Pengusaha Ekspor Optimis Sektor Pertanian Sulsel Lampaui Pertambangan Tahun Depan

  • Bagikan

FAJAR.CO.ID, MAKASSAR — Ekspor produk pertanian masih menjadi primadona Sulawesi Selatan. Peringkat kedua terbanyak dikirim ke luar negeri setelah hasil pertambangan.

Ketua Dewan Pengurus Daerah (DPD) Gabungan Perusahaan Ekspor Indonesia (GPEI) Sulawesi Selatan dan Barat (Sulselbar), Arief R Pabettingi optimis sektor pertanian Sulsel bisa melampaui pertambangan untuk ekspor tahun depan.

“Kelapa, rumput laut, dan biji mente, ini yang sangat luar biasa karena produk andalan pertanian di Sulsel dan insyaallah akan menjadi primadona sekaligus disampaikan bapak Menteri Bhawa sedikit lagi bisa menyaingi produk pertambangan yang ada di Sulsel yang selama ini konsisten mendominasi ekspor Sulsel itu pertambangan,”katanya.

Arif mengungkapkan, produk pertambangan kadang ada masanya, bahkan identik dengan nilai harga di luar negeri. Jika nilai harga di luar turun, otomatis nilai ekspor Sulsel turun.

“Tetapi kalau sektor pertanian atau perkebunan itu akan konsisten, bahkan bisa bertambah nilainya karena sekarang ini produk pertanian dan perkebunan sangat dibutuhkan di era pandemi Covid-19,”ungkapnya.

Apalagi pandemi Covid-19, lanjutnya, kebutuhan akan rempah -rempah sangat tinggi. Sehingga produk pertanian Sulsel diharapkan bisa mendominasi.

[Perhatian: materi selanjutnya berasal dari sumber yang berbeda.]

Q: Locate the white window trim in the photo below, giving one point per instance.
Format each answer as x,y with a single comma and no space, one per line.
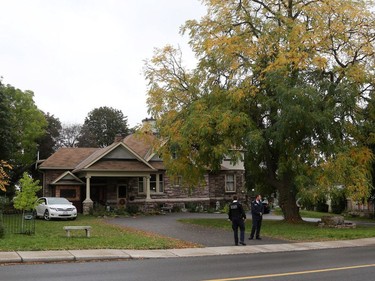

“Terus terang rempah rempah sangat dibutuhkan di luar negeri, ini yang akan kita garap kedepan 2022 agar bisa konsisten terus, karena ini sangat dibutuhkan di luar negeri,’bebernya.

Apalagi kata dia, sudah ada ekspor langsung dari Makassar ke negara tujuan tanpa transit terlebih dahulu ke Surabaya. Tentu hal itu menghemat biaya dan waktu.